Your app should first validate the request authentication, and then return an error if the request is missing credentials or if the credentials are invalid. Indicate this error with an HTTP 401 or 403 response code:

  • 401 Unauthorized: The request is missing authentication or the authentication is invalid.
  • 403 Forbidden: The provided authorization is insufficient to perform the requested operation, for example: missing scope.

400

If the request is malformed, or includes a subject identifier of an unrecognized type, your app can return HTTP 400:

400 Bad Request: The request is malformed, contains invalid or unrecognized properties, or an unrecognized subject identifier type.

404

Your app should look up the user identified by the subject identifier and return 404 if the user isn't found:

404 Not Found: The user indicated by the subject identifier isn't found.

422

At this point, your app should attempt to log the user out. If it's not possible, your app can return HTTP 422:

422 Unprocessable Content: The app is unable to log the user out.

204

If the logout request succeeds, your app returns HTTP 204:

204 No Content: A 204 response indicates a successful request and that the user is logged out.

FAQ

Is this an open standard?

The API described in this document is intended to be an open standard that anyone can implement on either side of the transaction.

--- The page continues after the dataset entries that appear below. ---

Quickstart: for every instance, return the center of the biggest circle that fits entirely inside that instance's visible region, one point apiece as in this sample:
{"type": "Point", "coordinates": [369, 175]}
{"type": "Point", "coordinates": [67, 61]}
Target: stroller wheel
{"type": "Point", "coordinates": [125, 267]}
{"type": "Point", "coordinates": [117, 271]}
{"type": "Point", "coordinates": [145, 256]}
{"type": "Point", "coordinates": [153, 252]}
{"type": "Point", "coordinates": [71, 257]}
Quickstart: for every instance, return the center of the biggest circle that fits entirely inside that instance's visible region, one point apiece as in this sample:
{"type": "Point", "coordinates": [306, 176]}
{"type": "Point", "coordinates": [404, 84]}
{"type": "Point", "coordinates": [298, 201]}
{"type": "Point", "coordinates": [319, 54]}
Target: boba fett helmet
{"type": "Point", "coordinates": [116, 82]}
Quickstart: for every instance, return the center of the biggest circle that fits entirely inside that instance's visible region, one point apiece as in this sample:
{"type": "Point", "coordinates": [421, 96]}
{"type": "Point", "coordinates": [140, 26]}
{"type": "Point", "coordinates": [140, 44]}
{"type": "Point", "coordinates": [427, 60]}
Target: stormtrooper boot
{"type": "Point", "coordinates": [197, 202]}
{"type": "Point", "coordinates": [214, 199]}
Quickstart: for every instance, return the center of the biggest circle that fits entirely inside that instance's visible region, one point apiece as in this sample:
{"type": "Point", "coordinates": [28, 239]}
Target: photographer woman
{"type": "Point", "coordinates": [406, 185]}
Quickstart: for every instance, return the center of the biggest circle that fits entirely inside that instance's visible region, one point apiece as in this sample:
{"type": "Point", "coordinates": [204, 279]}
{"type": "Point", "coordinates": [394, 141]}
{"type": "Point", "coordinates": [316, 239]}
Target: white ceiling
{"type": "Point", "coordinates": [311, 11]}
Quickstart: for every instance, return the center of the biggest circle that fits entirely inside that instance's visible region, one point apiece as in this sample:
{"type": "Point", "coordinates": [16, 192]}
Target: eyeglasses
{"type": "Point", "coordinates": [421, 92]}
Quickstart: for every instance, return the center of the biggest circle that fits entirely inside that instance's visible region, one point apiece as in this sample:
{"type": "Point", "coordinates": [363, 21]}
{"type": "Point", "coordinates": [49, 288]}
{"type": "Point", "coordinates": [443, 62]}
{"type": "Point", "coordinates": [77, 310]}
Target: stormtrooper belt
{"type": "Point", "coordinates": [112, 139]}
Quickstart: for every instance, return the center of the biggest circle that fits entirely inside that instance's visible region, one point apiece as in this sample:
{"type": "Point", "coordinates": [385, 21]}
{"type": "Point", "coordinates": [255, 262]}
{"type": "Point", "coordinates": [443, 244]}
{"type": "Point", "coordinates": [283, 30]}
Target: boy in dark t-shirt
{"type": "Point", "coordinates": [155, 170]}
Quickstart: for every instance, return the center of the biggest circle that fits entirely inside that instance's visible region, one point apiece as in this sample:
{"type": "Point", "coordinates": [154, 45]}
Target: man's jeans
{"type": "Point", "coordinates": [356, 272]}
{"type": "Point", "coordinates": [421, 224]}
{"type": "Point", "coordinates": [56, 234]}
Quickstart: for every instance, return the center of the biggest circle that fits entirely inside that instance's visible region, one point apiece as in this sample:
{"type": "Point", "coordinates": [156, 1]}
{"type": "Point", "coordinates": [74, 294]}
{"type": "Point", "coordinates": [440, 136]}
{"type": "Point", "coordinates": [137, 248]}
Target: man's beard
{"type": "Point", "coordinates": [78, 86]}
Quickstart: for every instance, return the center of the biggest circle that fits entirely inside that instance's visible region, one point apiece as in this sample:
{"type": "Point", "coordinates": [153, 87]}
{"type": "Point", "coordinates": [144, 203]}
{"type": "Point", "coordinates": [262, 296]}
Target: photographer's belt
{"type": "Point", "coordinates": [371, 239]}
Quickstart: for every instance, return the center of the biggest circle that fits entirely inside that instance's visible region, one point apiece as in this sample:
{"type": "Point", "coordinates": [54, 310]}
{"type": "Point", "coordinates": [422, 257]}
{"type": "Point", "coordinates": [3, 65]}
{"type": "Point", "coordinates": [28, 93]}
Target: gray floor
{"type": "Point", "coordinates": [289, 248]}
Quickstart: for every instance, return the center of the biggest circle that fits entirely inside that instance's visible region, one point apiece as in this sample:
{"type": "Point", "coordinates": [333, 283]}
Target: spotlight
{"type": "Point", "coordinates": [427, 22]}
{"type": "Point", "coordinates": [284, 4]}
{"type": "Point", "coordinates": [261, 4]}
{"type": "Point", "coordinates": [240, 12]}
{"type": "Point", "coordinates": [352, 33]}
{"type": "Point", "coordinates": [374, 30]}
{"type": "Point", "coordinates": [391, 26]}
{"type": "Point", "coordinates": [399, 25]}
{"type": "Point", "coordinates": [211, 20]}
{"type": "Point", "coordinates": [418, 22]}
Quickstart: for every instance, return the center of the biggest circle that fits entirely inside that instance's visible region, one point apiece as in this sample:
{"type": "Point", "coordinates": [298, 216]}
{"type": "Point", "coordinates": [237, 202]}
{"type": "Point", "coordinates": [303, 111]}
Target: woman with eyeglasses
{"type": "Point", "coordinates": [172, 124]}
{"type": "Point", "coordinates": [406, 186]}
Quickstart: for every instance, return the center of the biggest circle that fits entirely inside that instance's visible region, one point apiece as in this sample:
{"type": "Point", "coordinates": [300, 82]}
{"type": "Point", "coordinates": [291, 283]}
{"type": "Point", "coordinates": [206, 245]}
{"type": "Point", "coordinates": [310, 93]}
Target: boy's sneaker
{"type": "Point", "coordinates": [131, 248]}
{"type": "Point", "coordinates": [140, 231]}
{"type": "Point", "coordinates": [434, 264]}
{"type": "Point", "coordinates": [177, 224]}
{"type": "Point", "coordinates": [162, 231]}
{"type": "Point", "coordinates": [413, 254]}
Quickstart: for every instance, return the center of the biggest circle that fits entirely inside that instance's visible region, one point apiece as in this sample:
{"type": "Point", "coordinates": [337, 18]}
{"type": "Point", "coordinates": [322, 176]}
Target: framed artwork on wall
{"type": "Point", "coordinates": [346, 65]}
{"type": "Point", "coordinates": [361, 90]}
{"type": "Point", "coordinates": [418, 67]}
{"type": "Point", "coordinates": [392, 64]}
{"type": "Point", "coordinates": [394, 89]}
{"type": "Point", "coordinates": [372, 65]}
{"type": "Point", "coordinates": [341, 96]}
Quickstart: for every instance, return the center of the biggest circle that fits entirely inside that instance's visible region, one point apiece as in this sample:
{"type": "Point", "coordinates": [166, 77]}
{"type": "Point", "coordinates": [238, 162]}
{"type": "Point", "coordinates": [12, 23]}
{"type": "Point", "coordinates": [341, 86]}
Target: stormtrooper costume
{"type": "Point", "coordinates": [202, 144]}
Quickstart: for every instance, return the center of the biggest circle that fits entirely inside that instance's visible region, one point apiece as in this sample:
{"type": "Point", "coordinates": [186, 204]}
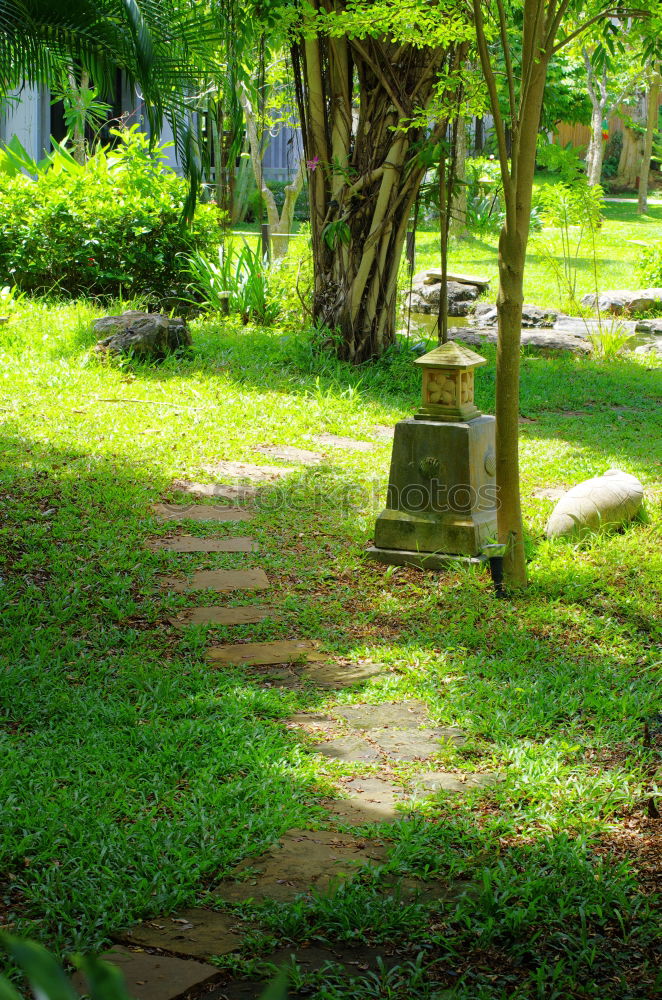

Okta is bringing this work to the appropriate standards bodies. As is the nature of the standardization process, it's possible that the specifics of the request may end up different than what's in this document. Okta intentionally designed this API based on existing standards to reduce the likelihood of things changing as the standard progresses.

A large part of the effort to implement this API is implementing the internal revocation logic. Most of the investment in building this feature can be carried over regardless of the specific API format that triggers the logout request.

How is this different than IdP-initiated Single Logout?

When you use SAML IdP-initiated single logout, it's ultimately the browser that delivers the logout signal to the Service Providers (SPs). This works by either the IdP redirecting the user's browser to SAML SPs or by embedding the SPs in an iFrame.

Okta Universal Logout is a server-to-server protocol that works entirely outside the context of the user's browser. This ensures that Okta is able to deliver a logout signal to either Okta or the application, even if the user doesn't have an active browser window open.